Любовь и наказание

И все-таки, любовь и воспитание-наказание идут рядом с ребенком! – Лидия Захаровна, (Россия, Иркутск)

Ответ: В четвертом классе нам объявили, что мы берем шефство над телятами на ферме. Учительница рассказала нам, какие они маленькие и ласковые, как смешно они брыкаются и какие у них теплые и мягкие губы и влажные детские глаза. А потом добавила – Того, кто будет плохо работать, и не будет ухаживать за своим теленком,  мы накажем. – Не знаю, как у остальных ребят, но у меня и моего дружка внутри обрушился целый мир радости. Очарование исчезло. За телятами мы следили кое-как и двойки по труду заработали вполне заслуженно.
     Наказывать – самое негарантированное исправление норм человеческого поведения. Поздно. Ни наказание, ни даже тюрьма не помогут.
   С испугу человек, может, и не будет воровать, брать взятки, развращать малолетних. Или будет ухаживать за телятами. Но это не перевоспитание, а обуздание.
     Однажды, очень давно я сидел в парке на скамеечке, (двухмесячный сын сладко посапывал рядом в коляске), и разговаривал с мальчиком лет пяти-шести. Сначала я наблюдал за его попытками поиграть в футбол с другими мальчиками. Там явно что-то не клеилось, хотя видимого конфликта со сверстниками я не заметил. Кроме того, меня удивило, что нигде не было видно ни матери, ни бабушки. Малыш сам подошел ко мне и вежливо спросил, можно ли ему присесть рядом, не помешает ли он. От удивления я чуть не выронил книжку, но, быстро оправившись, сказал, что не возражаю. Читать после этого я уже не мог и просто смотрел на страницу, соображая, как завести с ним разговор. Нет, я не боялся, что буду принят за маньяка, (тогда и слова такого не знали). Просто я был безвозвратно, удручающе, клинически взрослым. Карт-бланш получил в виде вопроса: - «А что Вы читаете?» Ума у меня хватило, чтобы не сказать, что это взрослая книжка, мол, не поймешь, тебе рано, но явно оказалось недостаточно, чтобы все-таки объяснить, что за книжка у меня в руках.
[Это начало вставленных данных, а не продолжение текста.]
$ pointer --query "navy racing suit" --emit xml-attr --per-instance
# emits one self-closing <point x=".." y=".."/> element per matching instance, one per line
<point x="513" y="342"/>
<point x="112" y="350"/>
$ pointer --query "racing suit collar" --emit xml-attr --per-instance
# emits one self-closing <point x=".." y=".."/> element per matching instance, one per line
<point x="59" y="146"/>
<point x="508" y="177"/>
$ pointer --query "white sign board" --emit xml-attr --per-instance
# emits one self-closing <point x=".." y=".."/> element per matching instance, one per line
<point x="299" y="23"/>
На мой дежурный, «взрослый» вопрос, где мама, он махнул рукой в сторону и сказал – «Вон там, разговаривает с подругой». Завязалась оживленная беседа, в ходе которой я узнал, что пацаны его считают ненормальным, что у них в детсаду наоборот хороший коллектив, (он так и сказал – «ненормальный» и «коллектив»), и ему не очень хочется  идти через год в школу.      
     Прилетевший с площадки мяч, отрикошетил от рядом растущего дерева и уже на излете смазал мальчишку по носу. Закапала кровь. Я выхватил носовой платок, трясущимися руками прижал к лицу моего собеседника и начал глазами искать ближайший источник воды. Малец же, надо сказать, отнесся к своему «ранению» неожиданно спокойно, и не только не заплакал, не издал ни единого звука, но еще и меня успокоил, досадливо заметив, – «Не волнуйтесь, дядя, у меня слабый нос, все время с ним проблемы!»
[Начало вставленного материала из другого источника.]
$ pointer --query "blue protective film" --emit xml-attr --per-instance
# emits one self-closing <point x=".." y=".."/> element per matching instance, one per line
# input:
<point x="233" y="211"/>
     Краем глаза я заметил несущуюся к нам разъяренную женщину, (картинка та еще: чужой взрослый дядя тискает на скамейке окровавленного сыночка), и понял, что сейчас одним раненым станет больше. Оторвав за шиворот ребенка от меня, женщина, (любящая мать), размахнулась и отвесила звонкую затрещину…сыну, (заранее испуганно съежившемуся, когда она была еще в нескольких метрах) И заорала – «Сколько раз тебе говорить, сиди рядом, не связывайся с чужими!!!» – и т. д.
     Теперь я думаю, что этот взрослый маленький человечек, уже тогда искавший свое место в мире, открытый этому миру и, в то же время, уже умеющий держать в себе свою боль, через какое-то время перестанет быть  непосредственно живущим и мыслящим, уверенным в себе, уважающим себя.
     И любовь он будет искать в другом месте. Если вообще будет.

     P. S. Жил-был мальчик... Так ему и надо!